• Why I Decided To Live Slow


    Anna Pirkola

    One of the biggest human struggles since the beginning of modern times has been the attempt to achieve a balanced life. We push, pull and try to fit everything in, falsely believing that we can be everywhere and do everything all at once–spreading ourselves thin.

    If you were born in the late 80’s like me, you can attest to the revolution of technology. Life as we knew it changed before our eyes . . . suddenly everything went wireless, we no longer needed booth phones to call when away from home, video games were all the rage and all we could hear was that technology was here to make our lives easier.

    What started off as something that could ease the pace of our lives, ended up making us feel dissatisfied. It’s made us work harder, longer and feel a constant sense of unfulfillment. It’s like we cannot ever achieve our goals. Technology was supposed to connect us . . . but it’s pulled us away from real life–to the point where we now understand the difference between being “in” and “out of” real life (well, some of us still do).

    I used to think that faster was better. Only a year ago I was living my life like a race, doing everything on autopilot and living my entire life logged on, isolated from the real world–incapable of switching off even for the sake of my health or my relationships.

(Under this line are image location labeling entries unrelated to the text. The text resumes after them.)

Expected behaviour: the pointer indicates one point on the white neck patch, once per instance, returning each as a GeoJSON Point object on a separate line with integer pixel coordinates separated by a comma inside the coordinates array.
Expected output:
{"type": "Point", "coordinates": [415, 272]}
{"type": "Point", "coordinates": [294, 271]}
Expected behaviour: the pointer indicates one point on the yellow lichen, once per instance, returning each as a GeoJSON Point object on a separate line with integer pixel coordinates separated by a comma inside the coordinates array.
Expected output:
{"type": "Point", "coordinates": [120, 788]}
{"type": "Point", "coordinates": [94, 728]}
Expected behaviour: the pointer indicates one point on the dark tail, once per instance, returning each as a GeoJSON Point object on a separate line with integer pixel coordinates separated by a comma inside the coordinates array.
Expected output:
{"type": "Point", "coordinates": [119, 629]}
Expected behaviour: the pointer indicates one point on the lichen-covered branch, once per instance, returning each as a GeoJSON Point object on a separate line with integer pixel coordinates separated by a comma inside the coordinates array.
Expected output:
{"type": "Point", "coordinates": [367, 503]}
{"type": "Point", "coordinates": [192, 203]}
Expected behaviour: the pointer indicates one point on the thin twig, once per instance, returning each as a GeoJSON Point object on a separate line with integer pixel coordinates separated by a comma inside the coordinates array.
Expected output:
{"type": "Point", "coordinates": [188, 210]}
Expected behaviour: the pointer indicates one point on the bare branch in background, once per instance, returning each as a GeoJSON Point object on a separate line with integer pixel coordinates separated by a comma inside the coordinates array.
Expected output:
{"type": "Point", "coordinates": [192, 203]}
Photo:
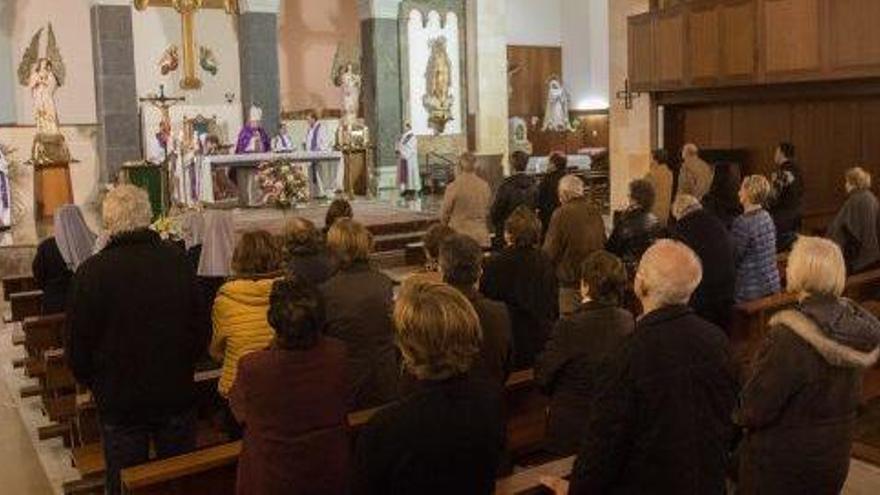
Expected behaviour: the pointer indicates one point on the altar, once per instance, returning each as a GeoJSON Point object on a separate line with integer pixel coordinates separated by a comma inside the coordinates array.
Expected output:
{"type": "Point", "coordinates": [244, 167]}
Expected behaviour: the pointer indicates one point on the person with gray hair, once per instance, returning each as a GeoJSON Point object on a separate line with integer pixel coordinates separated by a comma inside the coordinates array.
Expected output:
{"type": "Point", "coordinates": [696, 176]}
{"type": "Point", "coordinates": [135, 329]}
{"type": "Point", "coordinates": [576, 230]}
{"type": "Point", "coordinates": [799, 405]}
{"type": "Point", "coordinates": [661, 417]}
{"type": "Point", "coordinates": [703, 232]}
{"type": "Point", "coordinates": [854, 228]}
{"type": "Point", "coordinates": [466, 202]}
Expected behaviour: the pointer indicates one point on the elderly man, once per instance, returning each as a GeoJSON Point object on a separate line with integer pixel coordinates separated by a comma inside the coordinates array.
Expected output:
{"type": "Point", "coordinates": [662, 417]}
{"type": "Point", "coordinates": [576, 230]}
{"type": "Point", "coordinates": [703, 232]}
{"type": "Point", "coordinates": [466, 202]}
{"type": "Point", "coordinates": [696, 176]}
{"type": "Point", "coordinates": [855, 227]}
{"type": "Point", "coordinates": [135, 330]}
{"type": "Point", "coordinates": [461, 265]}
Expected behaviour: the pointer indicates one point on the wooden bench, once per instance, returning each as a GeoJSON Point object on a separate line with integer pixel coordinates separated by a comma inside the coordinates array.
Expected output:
{"type": "Point", "coordinates": [20, 283]}
{"type": "Point", "coordinates": [213, 470]}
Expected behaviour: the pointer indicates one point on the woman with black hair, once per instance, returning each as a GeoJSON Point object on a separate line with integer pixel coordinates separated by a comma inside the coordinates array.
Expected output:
{"type": "Point", "coordinates": [291, 401]}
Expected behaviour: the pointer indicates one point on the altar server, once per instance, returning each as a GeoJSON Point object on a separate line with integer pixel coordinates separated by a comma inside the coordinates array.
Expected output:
{"type": "Point", "coordinates": [253, 138]}
{"type": "Point", "coordinates": [408, 174]}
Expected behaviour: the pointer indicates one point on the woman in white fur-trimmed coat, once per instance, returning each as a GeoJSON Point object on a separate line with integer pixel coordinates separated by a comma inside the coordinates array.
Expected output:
{"type": "Point", "coordinates": [799, 406]}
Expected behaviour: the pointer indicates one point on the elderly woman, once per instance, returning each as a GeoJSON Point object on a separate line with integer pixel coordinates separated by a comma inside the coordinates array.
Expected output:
{"type": "Point", "coordinates": [855, 227]}
{"type": "Point", "coordinates": [567, 370]}
{"type": "Point", "coordinates": [524, 278]}
{"type": "Point", "coordinates": [360, 298]}
{"type": "Point", "coordinates": [576, 230]}
{"type": "Point", "coordinates": [466, 202]}
{"type": "Point", "coordinates": [754, 243]}
{"type": "Point", "coordinates": [240, 324]}
{"type": "Point", "coordinates": [447, 436]}
{"type": "Point", "coordinates": [292, 402]}
{"type": "Point", "coordinates": [306, 255]}
{"type": "Point", "coordinates": [59, 256]}
{"type": "Point", "coordinates": [134, 332]}
{"type": "Point", "coordinates": [799, 406]}
{"type": "Point", "coordinates": [637, 227]}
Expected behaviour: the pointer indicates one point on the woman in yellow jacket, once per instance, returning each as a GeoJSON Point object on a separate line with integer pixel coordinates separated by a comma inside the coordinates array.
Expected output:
{"type": "Point", "coordinates": [241, 306]}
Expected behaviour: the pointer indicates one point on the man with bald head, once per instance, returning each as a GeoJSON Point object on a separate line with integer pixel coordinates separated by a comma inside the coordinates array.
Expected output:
{"type": "Point", "coordinates": [696, 176]}
{"type": "Point", "coordinates": [662, 418]}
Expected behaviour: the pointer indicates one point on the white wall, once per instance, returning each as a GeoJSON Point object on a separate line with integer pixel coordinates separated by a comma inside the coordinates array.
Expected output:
{"type": "Point", "coordinates": [585, 63]}
{"type": "Point", "coordinates": [534, 22]}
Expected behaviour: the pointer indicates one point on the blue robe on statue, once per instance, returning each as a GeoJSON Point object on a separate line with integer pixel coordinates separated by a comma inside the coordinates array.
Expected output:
{"type": "Point", "coordinates": [246, 139]}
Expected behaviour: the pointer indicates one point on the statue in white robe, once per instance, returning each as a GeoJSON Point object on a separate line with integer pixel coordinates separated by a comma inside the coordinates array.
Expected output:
{"type": "Point", "coordinates": [409, 177]}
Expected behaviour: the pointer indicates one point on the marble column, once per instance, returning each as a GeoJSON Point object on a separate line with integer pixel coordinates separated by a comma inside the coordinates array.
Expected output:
{"type": "Point", "coordinates": [631, 129]}
{"type": "Point", "coordinates": [258, 53]}
{"type": "Point", "coordinates": [382, 98]}
{"type": "Point", "coordinates": [487, 42]}
{"type": "Point", "coordinates": [115, 88]}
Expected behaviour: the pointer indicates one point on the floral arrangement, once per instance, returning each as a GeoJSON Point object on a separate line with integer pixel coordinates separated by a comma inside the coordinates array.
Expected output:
{"type": "Point", "coordinates": [283, 183]}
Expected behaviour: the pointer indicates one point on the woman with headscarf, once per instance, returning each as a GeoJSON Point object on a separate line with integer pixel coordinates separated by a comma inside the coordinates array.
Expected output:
{"type": "Point", "coordinates": [58, 257]}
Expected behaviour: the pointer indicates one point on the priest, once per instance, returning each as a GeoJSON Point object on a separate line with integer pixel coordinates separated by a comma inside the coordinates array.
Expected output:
{"type": "Point", "coordinates": [253, 138]}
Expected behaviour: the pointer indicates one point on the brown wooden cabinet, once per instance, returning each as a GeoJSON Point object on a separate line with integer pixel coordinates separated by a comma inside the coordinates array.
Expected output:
{"type": "Point", "coordinates": [712, 43]}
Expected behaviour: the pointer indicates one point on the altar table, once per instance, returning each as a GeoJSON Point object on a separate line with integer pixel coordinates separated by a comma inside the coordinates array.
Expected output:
{"type": "Point", "coordinates": [245, 169]}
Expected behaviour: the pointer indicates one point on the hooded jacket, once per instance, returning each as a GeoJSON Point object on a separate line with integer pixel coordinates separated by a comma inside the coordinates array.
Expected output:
{"type": "Point", "coordinates": [240, 324]}
{"type": "Point", "coordinates": [799, 406]}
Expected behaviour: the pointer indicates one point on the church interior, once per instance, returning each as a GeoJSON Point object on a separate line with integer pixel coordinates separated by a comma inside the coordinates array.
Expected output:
{"type": "Point", "coordinates": [490, 246]}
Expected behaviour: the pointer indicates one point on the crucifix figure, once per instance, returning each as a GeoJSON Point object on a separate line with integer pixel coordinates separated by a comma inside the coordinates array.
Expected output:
{"type": "Point", "coordinates": [187, 10]}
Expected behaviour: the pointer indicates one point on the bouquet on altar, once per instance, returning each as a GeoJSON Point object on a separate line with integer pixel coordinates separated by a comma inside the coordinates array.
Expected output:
{"type": "Point", "coordinates": [283, 183]}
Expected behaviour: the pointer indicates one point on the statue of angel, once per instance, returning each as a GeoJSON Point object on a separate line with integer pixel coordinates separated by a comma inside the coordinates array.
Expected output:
{"type": "Point", "coordinates": [43, 76]}
{"type": "Point", "coordinates": [556, 116]}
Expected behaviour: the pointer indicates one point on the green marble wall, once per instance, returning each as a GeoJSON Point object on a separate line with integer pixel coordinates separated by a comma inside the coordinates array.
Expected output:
{"type": "Point", "coordinates": [382, 92]}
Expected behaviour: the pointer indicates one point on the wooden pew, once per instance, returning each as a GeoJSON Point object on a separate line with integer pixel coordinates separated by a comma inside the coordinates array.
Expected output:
{"type": "Point", "coordinates": [213, 470]}
{"type": "Point", "coordinates": [25, 304]}
{"type": "Point", "coordinates": [19, 283]}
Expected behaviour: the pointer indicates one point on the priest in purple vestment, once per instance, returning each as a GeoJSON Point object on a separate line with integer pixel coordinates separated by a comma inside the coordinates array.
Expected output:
{"type": "Point", "coordinates": [253, 138]}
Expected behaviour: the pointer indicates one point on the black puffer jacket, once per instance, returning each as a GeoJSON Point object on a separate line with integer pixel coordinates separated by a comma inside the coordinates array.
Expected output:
{"type": "Point", "coordinates": [635, 231]}
{"type": "Point", "coordinates": [799, 406]}
{"type": "Point", "coordinates": [661, 419]}
{"type": "Point", "coordinates": [516, 190]}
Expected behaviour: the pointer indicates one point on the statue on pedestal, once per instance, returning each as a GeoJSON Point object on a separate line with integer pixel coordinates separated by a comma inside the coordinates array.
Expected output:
{"type": "Point", "coordinates": [556, 117]}
{"type": "Point", "coordinates": [43, 76]}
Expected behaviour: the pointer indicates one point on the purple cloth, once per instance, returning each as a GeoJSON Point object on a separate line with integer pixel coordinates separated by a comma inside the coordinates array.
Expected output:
{"type": "Point", "coordinates": [245, 136]}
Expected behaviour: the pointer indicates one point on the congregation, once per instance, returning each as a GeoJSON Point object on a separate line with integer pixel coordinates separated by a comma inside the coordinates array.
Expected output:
{"type": "Point", "coordinates": [626, 328]}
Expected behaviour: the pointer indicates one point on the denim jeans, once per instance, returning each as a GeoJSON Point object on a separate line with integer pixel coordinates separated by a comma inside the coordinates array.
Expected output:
{"type": "Point", "coordinates": [128, 445]}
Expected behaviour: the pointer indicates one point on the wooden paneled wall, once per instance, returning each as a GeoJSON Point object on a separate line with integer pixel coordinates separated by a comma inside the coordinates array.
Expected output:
{"type": "Point", "coordinates": [830, 135]}
{"type": "Point", "coordinates": [535, 66]}
{"type": "Point", "coordinates": [706, 43]}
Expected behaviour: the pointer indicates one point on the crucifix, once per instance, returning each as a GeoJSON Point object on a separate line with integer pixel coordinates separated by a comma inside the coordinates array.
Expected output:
{"type": "Point", "coordinates": [187, 10]}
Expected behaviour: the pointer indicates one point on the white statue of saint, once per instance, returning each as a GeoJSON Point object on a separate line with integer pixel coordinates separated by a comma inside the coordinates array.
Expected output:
{"type": "Point", "coordinates": [556, 116]}
{"type": "Point", "coordinates": [350, 81]}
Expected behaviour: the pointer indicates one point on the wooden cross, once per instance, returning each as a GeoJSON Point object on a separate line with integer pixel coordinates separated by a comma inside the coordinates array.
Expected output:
{"type": "Point", "coordinates": [187, 10]}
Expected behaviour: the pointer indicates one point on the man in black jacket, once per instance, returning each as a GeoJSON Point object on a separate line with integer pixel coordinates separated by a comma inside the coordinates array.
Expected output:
{"type": "Point", "coordinates": [662, 417]}
{"type": "Point", "coordinates": [135, 330]}
{"type": "Point", "coordinates": [548, 190]}
{"type": "Point", "coordinates": [703, 232]}
{"type": "Point", "coordinates": [516, 190]}
{"type": "Point", "coordinates": [787, 205]}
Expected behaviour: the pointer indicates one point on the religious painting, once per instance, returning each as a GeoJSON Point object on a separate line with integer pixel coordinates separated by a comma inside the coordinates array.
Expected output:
{"type": "Point", "coordinates": [433, 53]}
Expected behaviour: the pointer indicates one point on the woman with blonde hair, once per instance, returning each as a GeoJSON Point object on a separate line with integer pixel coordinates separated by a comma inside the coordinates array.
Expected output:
{"type": "Point", "coordinates": [799, 406]}
{"type": "Point", "coordinates": [854, 228]}
{"type": "Point", "coordinates": [358, 298]}
{"type": "Point", "coordinates": [754, 243]}
{"type": "Point", "coordinates": [447, 435]}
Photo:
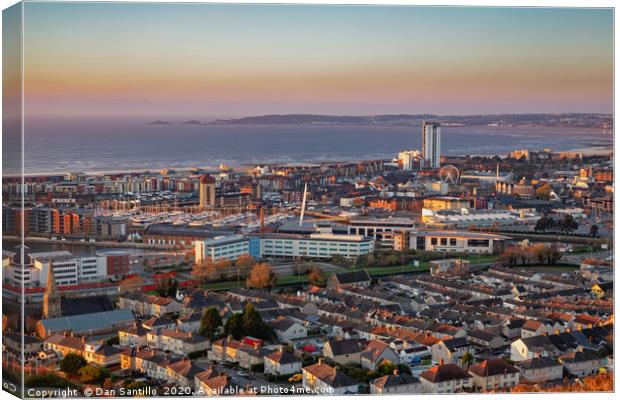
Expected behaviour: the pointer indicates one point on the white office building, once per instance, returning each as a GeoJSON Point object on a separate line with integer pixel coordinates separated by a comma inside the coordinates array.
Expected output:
{"type": "Point", "coordinates": [229, 247]}
{"type": "Point", "coordinates": [316, 245]}
{"type": "Point", "coordinates": [409, 158]}
{"type": "Point", "coordinates": [431, 143]}
{"type": "Point", "coordinates": [68, 269]}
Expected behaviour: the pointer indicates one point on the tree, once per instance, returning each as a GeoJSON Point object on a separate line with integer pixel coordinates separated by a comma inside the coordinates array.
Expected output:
{"type": "Point", "coordinates": [594, 231]}
{"type": "Point", "coordinates": [510, 255]}
{"type": "Point", "coordinates": [201, 270]}
{"type": "Point", "coordinates": [467, 359]}
{"type": "Point", "coordinates": [262, 277]}
{"type": "Point", "coordinates": [254, 325]}
{"type": "Point", "coordinates": [210, 323]}
{"type": "Point", "coordinates": [72, 363]}
{"type": "Point", "coordinates": [543, 224]}
{"type": "Point", "coordinates": [546, 253]}
{"type": "Point", "coordinates": [223, 267]}
{"type": "Point", "coordinates": [568, 224]}
{"type": "Point", "coordinates": [539, 251]}
{"type": "Point", "coordinates": [317, 277]}
{"type": "Point", "coordinates": [247, 323]}
{"type": "Point", "coordinates": [136, 385]}
{"type": "Point", "coordinates": [129, 285]}
{"type": "Point", "coordinates": [167, 287]}
{"type": "Point", "coordinates": [544, 192]}
{"type": "Point", "coordinates": [234, 326]}
{"type": "Point", "coordinates": [94, 373]}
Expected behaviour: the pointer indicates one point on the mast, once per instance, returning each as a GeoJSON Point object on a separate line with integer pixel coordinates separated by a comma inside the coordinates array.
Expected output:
{"type": "Point", "coordinates": [303, 205]}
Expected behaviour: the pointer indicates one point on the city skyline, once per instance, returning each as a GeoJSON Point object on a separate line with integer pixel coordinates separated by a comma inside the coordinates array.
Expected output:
{"type": "Point", "coordinates": [236, 60]}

    The non-stop mentality is making us sick. In my book 30 Days To Minimal Blogging I explain how my response to anxiety in the past was to do more, to try harder and to never, ever stop hacking at the things that were difficult to deal with. We are tackling our challenges in the wrong way; we are doing more than ever but in that we are getting less and less life out of our days.

    Fast living at all times isn’t natural; the bigger, better, stronger philosophy is what brought us fast food–a disconnect with what we put on our plates. It’s made way for big chains, for dehumanizing services, for automating our consumption–without truly making things that once used to be an experience, what they should be.

    That’s why after spending my life trapped in the "do-not-stop" and the "boss-everything" mantras, I reached the tipping point and I needed to rewire the way I defined living.

    I’ve said this before: that often times the answer to changing a radical point of view is to start with a new radical approach and tweak that. So, my response to my fast-paced life was to make a 180 degree turn and start living slowly. Rethinking my approach to work, to myself, to my family, my relationships and my surroundings. In other words, I started being mindful.

    The Slow movement is not just about diminishing the speed at which we do things–it’s about being aware of ourselves and the things outside ourselves, about understanding when the right time is to be slow and when it’s time to be fast–and recognizing the difference at all times.

    Certainly, living on the slow side is a challenge in this modern era we live in and it has doubly so been a challenge for me and for my business. We live in times where people feel entitled to a response almost immediately as they send in an email, where everything is urgent and no one can wait. I’ve had to force myself to comply with a daily schedule, to switch off on my weekends, to connect more outside of social media and find gratification in simple things–in cooking a simple meal, in spending 15 minutes in meditation, in having a conversation with my daughter and sitting in the learner’s seat once in a while.

    By taking simple actions in our lives, we contribute to everyone’s life–we add significance to the lives of the people we love, we contribute to our communities by buying local, we say no to dehumanizing treatment by making better choices. We re-educate people to wait and at the same time we allow ourselves to be better at what we ourselves do.

    It’s imperative for our health and our happiness that we learn to slow down by doing what we can to add more life to our days and we that we collectively start redefining what’s truly good and what it means to be truly stronger.

    It is time for all of us to remember that slow can also be a good thing.